I'm looking for something to write, I'm just in the mood. Unfortunately the issues that are likely the catalyst for this feeling aren't ones I can write about, we'll just leave it at "it's complicated".
Which means I need to use this post as a distraction. Something that's interesting enough to make me finish it, yet essentially avoids the true catalyst.
I guess I'll revisit getting older. I had another episode this week where I unequivocally realized I'm getting old. Let me try to explain. I've had previous posts that talk about me getting together with this band. As we've been practicing, I've also been going through potential songs that I can cover and I stumbled upon one of the old songs they did with their previous singer. "We're not going to take it" by Twisted Sister.
I was also watching VH1 "One Hit Wonders of the 80's" this week and it was one of the videos they played. The commentary about the song/video was that it was the ultimate 80's kid anthem. The song came out in 1984, which would have put me at 11 years old and on the brink of teenager land. I remember every boy in school seemed to love that damn song, it might have been my first clash with pop music culture.
The song has popularity and nostalgia going for it. We are likely to play for older crowds and considering that, it's probably a good choice. It's vocals are also likely in my range, which is why I was looking it over. It also doesn't hurt that the band had previously played it and by choosing it we would minimize the amount of new material they'd have to learn before we were able to do a show.
As I was thinking about all of these things, I suddenly had this weird feeling come over me. When I think about this song I relate to it as an 11 year old boy, now I wanted to sing it as a 36 year old man?

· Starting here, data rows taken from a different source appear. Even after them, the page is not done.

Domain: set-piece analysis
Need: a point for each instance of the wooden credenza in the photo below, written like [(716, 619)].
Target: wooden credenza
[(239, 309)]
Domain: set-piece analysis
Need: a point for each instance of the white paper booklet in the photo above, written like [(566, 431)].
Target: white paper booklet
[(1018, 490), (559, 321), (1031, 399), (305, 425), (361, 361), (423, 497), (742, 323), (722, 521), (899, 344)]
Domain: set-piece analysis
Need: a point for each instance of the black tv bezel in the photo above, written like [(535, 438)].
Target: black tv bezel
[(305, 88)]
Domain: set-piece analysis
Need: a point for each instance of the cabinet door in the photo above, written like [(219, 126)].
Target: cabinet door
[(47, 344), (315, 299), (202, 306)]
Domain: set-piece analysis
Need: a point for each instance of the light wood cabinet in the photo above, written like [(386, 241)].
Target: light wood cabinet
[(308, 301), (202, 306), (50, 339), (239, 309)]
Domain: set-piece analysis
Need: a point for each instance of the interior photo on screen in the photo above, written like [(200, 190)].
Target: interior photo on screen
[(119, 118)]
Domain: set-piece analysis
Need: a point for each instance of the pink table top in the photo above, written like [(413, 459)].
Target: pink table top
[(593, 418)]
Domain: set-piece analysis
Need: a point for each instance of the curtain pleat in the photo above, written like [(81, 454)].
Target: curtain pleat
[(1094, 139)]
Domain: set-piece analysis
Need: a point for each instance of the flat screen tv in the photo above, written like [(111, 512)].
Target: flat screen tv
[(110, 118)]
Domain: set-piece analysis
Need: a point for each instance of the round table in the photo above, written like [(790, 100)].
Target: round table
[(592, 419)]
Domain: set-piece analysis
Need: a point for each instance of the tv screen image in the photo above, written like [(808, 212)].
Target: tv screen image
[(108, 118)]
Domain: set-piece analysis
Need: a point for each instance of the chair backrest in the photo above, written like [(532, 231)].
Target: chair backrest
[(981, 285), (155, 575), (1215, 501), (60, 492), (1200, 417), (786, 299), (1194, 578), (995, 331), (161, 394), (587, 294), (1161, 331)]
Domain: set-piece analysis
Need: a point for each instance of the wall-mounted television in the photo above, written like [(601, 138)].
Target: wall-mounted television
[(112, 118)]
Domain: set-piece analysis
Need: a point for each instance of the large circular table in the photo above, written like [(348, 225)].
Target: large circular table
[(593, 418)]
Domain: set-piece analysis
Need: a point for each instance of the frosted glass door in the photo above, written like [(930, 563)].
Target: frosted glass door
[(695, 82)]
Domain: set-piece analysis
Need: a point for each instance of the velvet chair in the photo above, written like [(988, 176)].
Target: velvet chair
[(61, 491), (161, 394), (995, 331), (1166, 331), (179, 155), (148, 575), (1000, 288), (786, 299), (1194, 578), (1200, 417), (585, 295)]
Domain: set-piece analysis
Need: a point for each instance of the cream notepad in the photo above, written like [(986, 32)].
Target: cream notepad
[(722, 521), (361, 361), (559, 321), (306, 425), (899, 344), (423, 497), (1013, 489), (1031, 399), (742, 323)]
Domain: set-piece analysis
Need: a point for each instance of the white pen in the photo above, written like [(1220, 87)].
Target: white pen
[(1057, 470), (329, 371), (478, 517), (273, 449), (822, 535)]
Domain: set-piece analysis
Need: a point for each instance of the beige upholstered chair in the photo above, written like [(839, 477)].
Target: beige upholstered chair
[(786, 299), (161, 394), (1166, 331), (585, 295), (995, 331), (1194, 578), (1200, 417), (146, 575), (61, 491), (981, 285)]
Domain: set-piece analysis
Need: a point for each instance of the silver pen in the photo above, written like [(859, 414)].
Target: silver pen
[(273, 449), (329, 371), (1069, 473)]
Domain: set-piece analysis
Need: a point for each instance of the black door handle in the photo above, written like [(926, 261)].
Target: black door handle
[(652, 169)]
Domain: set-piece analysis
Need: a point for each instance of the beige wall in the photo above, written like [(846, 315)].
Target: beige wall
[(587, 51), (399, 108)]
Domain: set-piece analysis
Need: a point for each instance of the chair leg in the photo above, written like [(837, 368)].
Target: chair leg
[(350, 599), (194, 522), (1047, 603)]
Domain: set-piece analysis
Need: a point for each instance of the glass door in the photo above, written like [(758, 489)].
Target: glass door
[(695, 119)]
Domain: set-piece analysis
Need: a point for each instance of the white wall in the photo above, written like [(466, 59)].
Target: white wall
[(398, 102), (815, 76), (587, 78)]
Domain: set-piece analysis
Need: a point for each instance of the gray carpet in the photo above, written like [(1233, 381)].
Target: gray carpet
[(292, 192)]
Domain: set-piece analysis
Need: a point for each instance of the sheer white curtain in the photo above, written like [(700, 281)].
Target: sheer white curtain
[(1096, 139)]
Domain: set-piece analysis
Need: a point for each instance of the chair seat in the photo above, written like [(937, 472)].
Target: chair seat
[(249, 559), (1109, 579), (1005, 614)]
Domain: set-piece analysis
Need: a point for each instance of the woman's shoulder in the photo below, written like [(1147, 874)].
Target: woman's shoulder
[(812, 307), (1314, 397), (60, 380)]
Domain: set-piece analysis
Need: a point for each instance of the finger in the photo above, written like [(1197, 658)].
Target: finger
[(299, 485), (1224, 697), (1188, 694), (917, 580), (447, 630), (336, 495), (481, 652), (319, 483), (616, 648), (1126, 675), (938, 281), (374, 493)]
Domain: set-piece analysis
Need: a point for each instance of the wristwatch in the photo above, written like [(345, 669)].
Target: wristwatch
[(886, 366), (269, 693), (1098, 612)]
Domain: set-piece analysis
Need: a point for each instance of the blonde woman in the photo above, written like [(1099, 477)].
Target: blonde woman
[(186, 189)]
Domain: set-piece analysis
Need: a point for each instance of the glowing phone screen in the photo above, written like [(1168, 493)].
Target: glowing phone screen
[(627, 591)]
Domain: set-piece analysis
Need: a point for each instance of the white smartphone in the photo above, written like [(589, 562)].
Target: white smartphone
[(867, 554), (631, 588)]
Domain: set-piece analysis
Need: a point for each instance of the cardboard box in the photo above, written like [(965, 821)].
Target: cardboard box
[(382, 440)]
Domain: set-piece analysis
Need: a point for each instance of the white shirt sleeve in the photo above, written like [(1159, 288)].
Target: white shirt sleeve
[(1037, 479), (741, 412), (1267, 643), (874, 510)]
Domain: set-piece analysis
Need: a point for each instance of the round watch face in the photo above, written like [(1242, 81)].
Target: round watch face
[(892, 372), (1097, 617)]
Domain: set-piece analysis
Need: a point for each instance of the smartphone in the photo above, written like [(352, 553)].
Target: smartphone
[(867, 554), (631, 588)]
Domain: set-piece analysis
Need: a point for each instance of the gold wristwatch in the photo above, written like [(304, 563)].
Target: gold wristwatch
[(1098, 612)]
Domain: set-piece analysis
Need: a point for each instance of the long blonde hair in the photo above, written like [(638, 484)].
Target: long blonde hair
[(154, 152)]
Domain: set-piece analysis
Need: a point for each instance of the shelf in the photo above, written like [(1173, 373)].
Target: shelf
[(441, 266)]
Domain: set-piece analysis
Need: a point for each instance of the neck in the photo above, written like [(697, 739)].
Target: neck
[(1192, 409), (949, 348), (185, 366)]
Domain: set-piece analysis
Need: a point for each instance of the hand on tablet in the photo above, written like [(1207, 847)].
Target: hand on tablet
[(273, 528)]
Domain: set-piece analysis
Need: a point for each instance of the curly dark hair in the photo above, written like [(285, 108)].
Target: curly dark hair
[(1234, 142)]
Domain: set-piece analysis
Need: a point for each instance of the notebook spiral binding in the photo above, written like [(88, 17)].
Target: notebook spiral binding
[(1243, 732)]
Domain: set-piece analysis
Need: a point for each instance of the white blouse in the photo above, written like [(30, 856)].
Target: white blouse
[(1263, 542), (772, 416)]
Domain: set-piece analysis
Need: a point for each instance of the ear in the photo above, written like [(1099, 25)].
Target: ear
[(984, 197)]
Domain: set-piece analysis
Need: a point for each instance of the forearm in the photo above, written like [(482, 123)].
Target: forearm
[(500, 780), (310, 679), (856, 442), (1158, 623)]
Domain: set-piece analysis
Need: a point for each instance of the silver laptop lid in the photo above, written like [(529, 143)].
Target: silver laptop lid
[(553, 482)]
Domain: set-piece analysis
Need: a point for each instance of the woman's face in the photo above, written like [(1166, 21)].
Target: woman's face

It's a rock anthem about rebellion and growing up. Nowadays I'm part of the 'establishment' rebelling is done against me , not by me. I'm the old guy in the video not the kid. To say it was sobering and disturbing at the same time would be an understatement. Just another instance of where the hell did my 20's go and I'm really going to join a band at 36 approaching 40? Weird, if I was in my late 20's the thoughts of this wouldn't even cross my mind. Heck, if I was on the underside of 35, it probably wouldn't phase me. I think it's the fact that I realize I'm now closer to 50 rather then 20. I know I still have a way to go, but as I stated earlier it's still sobering.
My gut instinct right now is to not try and do the song, if the band asks I'll give it a shot in practice and I'll probably relent to performing it if it sounds good, after all it's a fun song and for the nostalgia factor it's likely a solid choice. Maybe I just need to think I'm rebelling against the oppressing baby boomers that are hanging on rather then retire or are intent on sucking Social Security dry. I'll put together a YouTube video of us pushing some older gentlemen in a wheel chair down the stairs as we limp down after him with our canes.